Does a GCC Expert 24 cutter integrate with free softwares like Silhouette or Inkspace? Also, if you know about these free softwares, can you tell me if I can add on a rhinestone plug-in (i.e. SmartDesigner by DAS or Rstones)? I want to do both vinyl or rhinestone work.


----------



## CastandBlast (Mar 28, 2009)

rhinestoneimage said:


> Does a GCC Expert 24 cutter integrate with free softwares like Silhouette or Inkspace? Also, if you know about these free softwares, can you tell me if I can add on a rhinestone plug-in (i.e. SmartDesigner by DAS or Rstones)? I want to do both vinyl or rhinestone work.



I had one of these when I first started out. They suck, poor control and accuracy, software they give you is garbage. To reach heftier weight cuts for thicker stuff like thermafilm I had to use their VCLD program which constantly crashed and was a pain. 

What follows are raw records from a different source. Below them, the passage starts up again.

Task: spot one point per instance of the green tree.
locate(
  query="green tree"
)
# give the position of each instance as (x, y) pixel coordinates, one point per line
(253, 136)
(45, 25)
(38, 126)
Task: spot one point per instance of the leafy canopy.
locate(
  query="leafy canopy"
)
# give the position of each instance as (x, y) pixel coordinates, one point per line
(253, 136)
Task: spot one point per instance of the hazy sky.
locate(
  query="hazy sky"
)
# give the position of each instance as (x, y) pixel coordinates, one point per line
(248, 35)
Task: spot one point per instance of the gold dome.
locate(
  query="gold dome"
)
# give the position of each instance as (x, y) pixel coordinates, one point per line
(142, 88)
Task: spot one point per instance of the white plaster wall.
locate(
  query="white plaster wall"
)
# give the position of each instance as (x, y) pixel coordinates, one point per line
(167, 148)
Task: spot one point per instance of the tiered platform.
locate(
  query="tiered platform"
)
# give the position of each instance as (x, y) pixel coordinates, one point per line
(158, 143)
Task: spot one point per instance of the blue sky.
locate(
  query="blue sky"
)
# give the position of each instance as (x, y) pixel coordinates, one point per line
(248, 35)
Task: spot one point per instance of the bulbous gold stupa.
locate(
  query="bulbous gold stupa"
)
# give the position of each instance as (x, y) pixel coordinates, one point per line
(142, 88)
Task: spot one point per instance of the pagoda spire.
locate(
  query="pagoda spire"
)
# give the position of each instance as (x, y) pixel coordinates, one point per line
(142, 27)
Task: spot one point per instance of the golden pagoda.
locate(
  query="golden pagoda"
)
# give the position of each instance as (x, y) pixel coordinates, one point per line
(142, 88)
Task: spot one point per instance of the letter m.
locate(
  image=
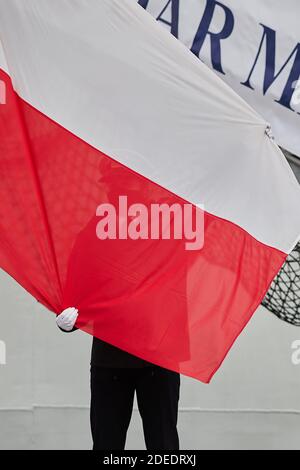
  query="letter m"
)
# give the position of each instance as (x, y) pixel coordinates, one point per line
(269, 38)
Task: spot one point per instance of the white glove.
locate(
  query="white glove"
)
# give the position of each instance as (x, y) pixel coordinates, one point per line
(66, 320)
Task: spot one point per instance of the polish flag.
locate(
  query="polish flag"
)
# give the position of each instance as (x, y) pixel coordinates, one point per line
(98, 102)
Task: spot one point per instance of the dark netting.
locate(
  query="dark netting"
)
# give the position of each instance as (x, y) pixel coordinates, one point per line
(283, 297)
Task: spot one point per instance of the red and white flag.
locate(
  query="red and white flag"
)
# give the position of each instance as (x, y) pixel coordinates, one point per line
(98, 102)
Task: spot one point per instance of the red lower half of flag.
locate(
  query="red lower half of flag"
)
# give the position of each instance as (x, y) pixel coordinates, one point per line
(181, 309)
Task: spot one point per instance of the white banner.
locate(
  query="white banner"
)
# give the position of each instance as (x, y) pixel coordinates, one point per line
(254, 46)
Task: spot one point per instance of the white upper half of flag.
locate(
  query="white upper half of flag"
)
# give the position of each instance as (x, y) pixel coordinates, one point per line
(107, 72)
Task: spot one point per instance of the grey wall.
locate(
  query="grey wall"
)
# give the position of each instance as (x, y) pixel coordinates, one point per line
(253, 401)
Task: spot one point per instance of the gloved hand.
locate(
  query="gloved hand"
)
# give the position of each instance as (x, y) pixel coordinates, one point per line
(66, 320)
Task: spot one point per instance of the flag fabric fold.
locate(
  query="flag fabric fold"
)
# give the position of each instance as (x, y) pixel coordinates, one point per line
(101, 102)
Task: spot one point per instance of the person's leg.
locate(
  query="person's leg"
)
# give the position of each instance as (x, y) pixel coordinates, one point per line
(112, 394)
(158, 395)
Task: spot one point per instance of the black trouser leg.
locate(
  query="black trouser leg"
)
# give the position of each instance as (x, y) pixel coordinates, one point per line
(157, 395)
(112, 393)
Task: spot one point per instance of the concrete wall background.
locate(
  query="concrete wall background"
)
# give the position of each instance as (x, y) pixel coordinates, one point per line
(253, 401)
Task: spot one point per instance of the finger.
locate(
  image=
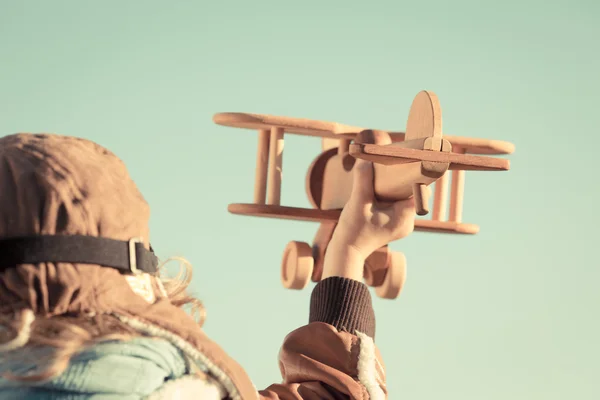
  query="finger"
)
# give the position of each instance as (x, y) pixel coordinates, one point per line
(405, 208)
(362, 186)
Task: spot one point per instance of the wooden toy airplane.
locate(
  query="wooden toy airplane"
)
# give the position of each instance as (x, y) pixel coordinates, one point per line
(404, 165)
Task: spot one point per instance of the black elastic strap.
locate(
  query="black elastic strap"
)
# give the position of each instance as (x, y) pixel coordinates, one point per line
(78, 249)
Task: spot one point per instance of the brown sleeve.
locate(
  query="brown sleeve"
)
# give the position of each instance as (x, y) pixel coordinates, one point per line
(334, 356)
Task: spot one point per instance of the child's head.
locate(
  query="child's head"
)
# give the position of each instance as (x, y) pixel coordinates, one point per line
(58, 185)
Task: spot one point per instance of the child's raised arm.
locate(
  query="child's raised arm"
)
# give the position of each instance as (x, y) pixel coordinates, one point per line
(334, 356)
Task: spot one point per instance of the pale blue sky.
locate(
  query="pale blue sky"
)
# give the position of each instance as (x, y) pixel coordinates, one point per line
(511, 313)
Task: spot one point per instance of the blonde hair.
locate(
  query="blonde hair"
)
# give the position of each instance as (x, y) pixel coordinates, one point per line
(68, 335)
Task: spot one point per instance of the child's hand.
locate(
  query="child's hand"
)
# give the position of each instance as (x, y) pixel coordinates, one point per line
(364, 226)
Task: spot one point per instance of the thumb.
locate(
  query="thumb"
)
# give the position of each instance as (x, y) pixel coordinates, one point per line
(362, 186)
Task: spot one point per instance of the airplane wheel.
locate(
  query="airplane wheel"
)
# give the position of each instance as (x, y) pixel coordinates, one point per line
(297, 265)
(394, 277)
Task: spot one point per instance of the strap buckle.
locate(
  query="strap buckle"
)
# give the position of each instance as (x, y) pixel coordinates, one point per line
(133, 255)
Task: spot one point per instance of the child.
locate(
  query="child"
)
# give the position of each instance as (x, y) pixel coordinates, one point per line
(84, 313)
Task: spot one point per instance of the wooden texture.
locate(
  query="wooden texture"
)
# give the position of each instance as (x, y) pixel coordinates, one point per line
(315, 215)
(275, 166)
(337, 182)
(440, 201)
(457, 194)
(262, 166)
(314, 176)
(393, 155)
(421, 199)
(334, 130)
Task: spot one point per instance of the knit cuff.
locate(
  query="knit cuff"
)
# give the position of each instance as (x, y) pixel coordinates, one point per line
(344, 303)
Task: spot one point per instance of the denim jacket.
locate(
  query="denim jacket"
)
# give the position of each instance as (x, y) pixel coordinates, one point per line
(142, 368)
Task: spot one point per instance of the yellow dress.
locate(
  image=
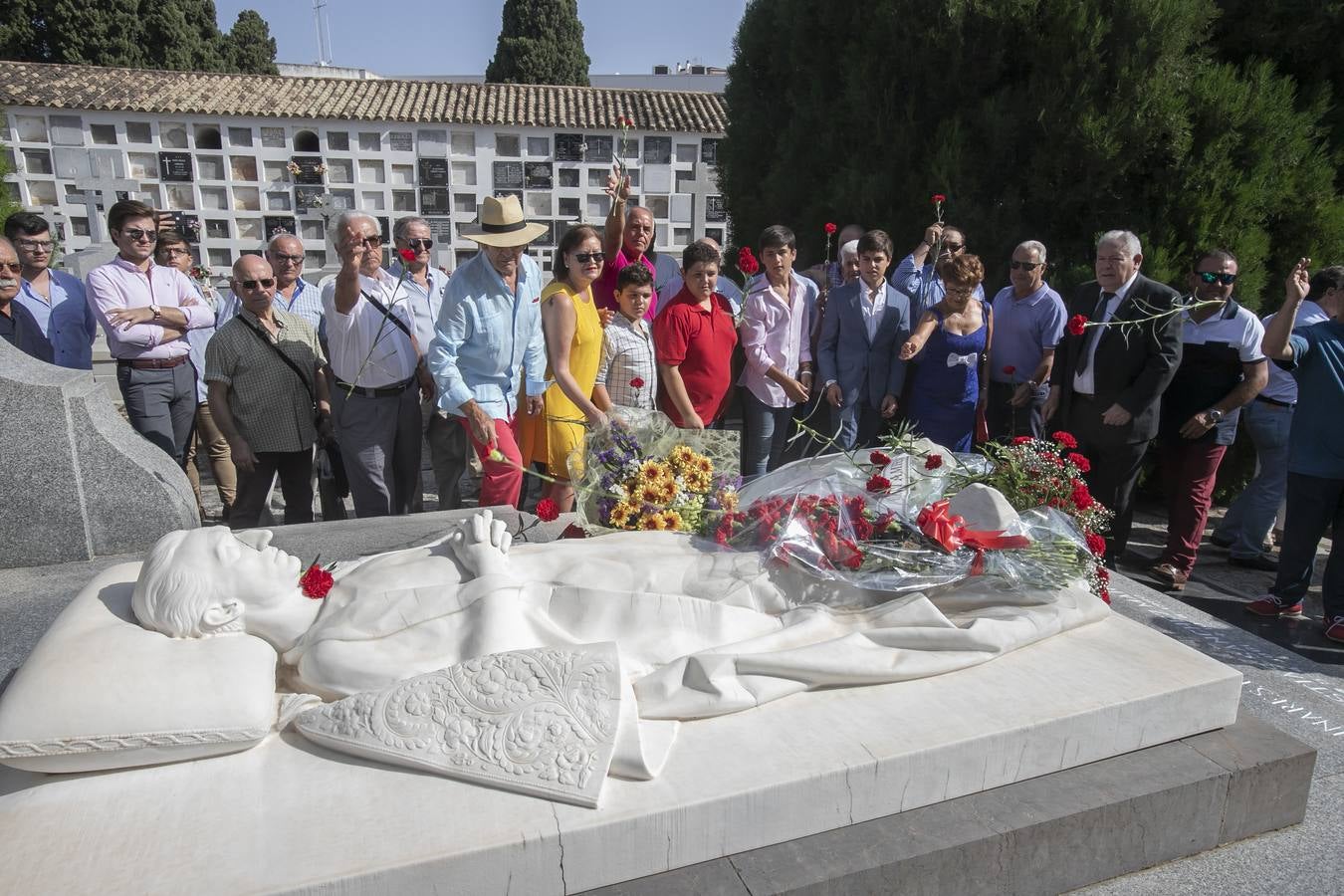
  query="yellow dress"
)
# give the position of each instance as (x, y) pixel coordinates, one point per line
(554, 438)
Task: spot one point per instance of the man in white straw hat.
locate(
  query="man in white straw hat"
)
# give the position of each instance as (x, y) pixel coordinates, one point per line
(488, 331)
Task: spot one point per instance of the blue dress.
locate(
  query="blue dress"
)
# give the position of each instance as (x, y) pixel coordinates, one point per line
(947, 387)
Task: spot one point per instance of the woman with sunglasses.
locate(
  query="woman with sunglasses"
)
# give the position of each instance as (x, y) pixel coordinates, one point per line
(572, 332)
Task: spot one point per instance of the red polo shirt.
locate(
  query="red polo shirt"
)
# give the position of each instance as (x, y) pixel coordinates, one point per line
(699, 341)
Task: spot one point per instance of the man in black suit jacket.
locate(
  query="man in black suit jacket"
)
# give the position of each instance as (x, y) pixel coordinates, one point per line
(1108, 381)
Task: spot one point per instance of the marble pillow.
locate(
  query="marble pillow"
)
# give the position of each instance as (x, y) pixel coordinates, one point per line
(100, 692)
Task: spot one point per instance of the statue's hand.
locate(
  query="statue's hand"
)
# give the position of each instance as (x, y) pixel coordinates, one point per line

You should hold off til you can afford a Roland GX24 or Graphtec cutter!


----------



## royster13 (Aug 14, 2007)

I agree that a GCC Expert 24 does not do well with thicker materials......But as an inexpensive starter cutter it will make you money doing sign vinyl and/or heat press vinyl.....


----------



## DivineBling (Sep 14, 2010)

Both Smart Designer and rStones are both plugins for CorelDraw only. You can cut directly from CorelDraw to your GCC Expert 24 cutter.


----------